Py_GIL_DISABLED guardpreprocessorEntire header content is inside this guard.

Reading

Guard pattern

The entire body of the header is wrapped in #ifdef Py_GIL_DISABLED. Translation units that include it in a GIL build see nothing but the include guard:

// Include/internal/pycore_mimalloc.h (simplified)
#ifndef Py_GIL_DISABLED
/* Nothing exposed in the GIL build. */
#else
# include "mimalloc.h"

typedef struct _Py_ThreadStateHeap {
mi_heap_t *heap;
/* ... GC-related fields ... */
} _Py_ThreadStateHeap;

PyAPI_FUNC(void) _PyMem_mi_heap_destroy(_Py_ThreadStateHeap *heap);
#endif

This means any code that calls _PyMem_mi_heap_destroy must itself be guarded by the same macro.

Thread heap lifetime

A thread heap is created in _PyThreadState_New and destroyed in _PyThreadState_DELETE_EXCEPT. The destroy path runs before the PyThreadState memory itself is freed so the heap can release object pages back to mimalloc's global pool:

// CPython: Python/pystate.c (free-threaded path)
void
_PyThreadState_ClearMimallocHeaps(PyThreadState *tstate)
{
_PyMem_mi_heap_destroy(&tstate->heaps[0]);
_PyMem_mi_heap_destroy(&tstate->heaps[1]);
}

Allocation fast path

In the free-threaded build, PyObject_Malloc resolves to an inline that picks the calling thread's heap and calls mi_heap_malloc. There is no lock:

// Conceptual expansion in the free-threaded build
static inline void *
_PyObject_Malloc(size_t size)
{
PyThreadState *tstate = _PyThreadState_GET();
return mi_heap_malloc(tstate->heaps[0].heap, size);
}

Under the GIL build the same call routes through pymalloc's arena allocator instead (see pycore_pymem.h).

gopy mirror

gopy does not port this header. Go's runtime allocator (via new, make, and the garbage collector) handles all object memory. There is no concept of a per-thread heap or an arena allocator in gopy's object model.

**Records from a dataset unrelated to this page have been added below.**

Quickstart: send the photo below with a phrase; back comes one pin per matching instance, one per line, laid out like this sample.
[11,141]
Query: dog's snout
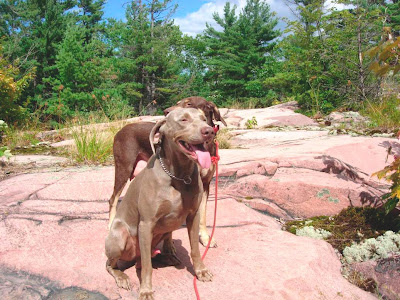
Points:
[207,132]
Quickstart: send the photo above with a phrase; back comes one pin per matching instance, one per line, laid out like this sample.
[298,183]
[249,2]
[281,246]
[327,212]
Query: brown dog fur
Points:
[131,145]
[157,204]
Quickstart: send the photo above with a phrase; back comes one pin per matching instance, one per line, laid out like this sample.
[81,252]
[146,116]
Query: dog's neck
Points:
[177,162]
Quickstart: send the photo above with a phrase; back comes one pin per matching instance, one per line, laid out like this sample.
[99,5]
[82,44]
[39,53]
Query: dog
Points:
[162,197]
[132,149]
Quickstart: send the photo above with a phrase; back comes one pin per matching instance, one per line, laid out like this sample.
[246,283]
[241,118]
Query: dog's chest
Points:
[171,215]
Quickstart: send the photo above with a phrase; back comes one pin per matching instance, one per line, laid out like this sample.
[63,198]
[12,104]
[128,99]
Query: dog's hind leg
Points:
[168,254]
[119,244]
[145,244]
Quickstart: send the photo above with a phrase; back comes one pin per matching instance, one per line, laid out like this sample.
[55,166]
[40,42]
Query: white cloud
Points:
[194,23]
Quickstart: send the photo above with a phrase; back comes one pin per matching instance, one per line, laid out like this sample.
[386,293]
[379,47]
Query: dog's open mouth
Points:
[198,153]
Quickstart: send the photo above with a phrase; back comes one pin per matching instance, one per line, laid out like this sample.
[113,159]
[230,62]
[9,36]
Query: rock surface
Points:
[303,174]
[385,272]
[56,223]
[278,115]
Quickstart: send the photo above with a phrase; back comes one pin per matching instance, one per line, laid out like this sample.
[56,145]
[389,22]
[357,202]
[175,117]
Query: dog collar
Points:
[186,180]
[216,128]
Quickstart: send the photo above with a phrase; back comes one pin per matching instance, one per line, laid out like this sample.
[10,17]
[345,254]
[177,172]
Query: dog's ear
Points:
[156,131]
[217,115]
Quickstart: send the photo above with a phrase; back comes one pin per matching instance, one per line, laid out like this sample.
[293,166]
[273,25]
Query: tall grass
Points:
[223,137]
[91,145]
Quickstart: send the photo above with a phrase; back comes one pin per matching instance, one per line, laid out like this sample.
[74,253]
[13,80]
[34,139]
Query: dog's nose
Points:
[207,132]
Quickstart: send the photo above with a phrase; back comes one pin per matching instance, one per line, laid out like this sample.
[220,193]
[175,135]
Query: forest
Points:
[60,59]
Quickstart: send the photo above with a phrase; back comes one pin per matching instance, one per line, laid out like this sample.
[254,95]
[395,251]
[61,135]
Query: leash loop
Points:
[186,180]
[214,160]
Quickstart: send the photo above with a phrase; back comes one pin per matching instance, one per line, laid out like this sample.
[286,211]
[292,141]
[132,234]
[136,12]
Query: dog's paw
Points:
[146,294]
[204,275]
[123,281]
[205,238]
[169,248]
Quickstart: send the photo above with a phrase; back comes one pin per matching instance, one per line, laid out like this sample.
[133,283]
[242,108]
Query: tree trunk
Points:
[361,72]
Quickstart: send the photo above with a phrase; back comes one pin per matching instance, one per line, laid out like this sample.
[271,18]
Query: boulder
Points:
[55,247]
[304,174]
[278,115]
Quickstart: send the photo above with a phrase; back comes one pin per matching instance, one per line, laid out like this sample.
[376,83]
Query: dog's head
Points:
[187,131]
[210,109]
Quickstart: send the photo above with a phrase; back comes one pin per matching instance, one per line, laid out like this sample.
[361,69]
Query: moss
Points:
[351,225]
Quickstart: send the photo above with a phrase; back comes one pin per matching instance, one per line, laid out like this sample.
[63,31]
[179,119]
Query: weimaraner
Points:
[132,149]
[163,196]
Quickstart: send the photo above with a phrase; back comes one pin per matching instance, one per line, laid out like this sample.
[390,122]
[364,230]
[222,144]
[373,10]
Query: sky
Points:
[192,15]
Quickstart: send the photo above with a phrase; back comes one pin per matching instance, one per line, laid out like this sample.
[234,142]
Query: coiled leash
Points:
[214,160]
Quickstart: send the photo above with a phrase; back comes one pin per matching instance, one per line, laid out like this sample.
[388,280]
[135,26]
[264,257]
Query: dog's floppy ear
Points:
[217,115]
[155,131]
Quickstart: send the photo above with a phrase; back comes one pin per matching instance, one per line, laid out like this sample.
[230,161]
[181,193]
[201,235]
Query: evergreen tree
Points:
[237,55]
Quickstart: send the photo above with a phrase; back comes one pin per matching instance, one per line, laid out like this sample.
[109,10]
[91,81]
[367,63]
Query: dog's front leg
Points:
[192,223]
[204,237]
[145,238]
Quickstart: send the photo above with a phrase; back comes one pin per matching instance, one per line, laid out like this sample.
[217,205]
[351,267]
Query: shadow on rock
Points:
[22,285]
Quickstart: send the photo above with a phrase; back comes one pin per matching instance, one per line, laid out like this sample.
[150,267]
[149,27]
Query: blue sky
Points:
[192,15]
[116,8]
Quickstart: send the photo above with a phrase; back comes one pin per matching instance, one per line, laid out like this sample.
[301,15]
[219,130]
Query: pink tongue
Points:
[204,158]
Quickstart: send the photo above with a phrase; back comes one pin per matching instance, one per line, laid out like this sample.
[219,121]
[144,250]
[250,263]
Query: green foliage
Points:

If gopy ever gains a free-threaded mode the relevant concept to revisit would be goroutine-local bump allocators, not mimalloc.

CPython 3.14 changes

  • PEP 703 (free-threaded CPython) was accepted for 3.13 as an experimental build option. In 3.14 the free-threaded build received further hardening and the mimalloc version bundled under Modules/mimalloc/ was updated.
  • The _Py_ThreadStateHeap struct gained additional fields to support the incremental cyclic GC introduced in 3.14.
  • _PyMem_mi_heap_destroy grew a second argument for the allocator domain so the caller can distinguish object-heap destruction from raw-heap destruction.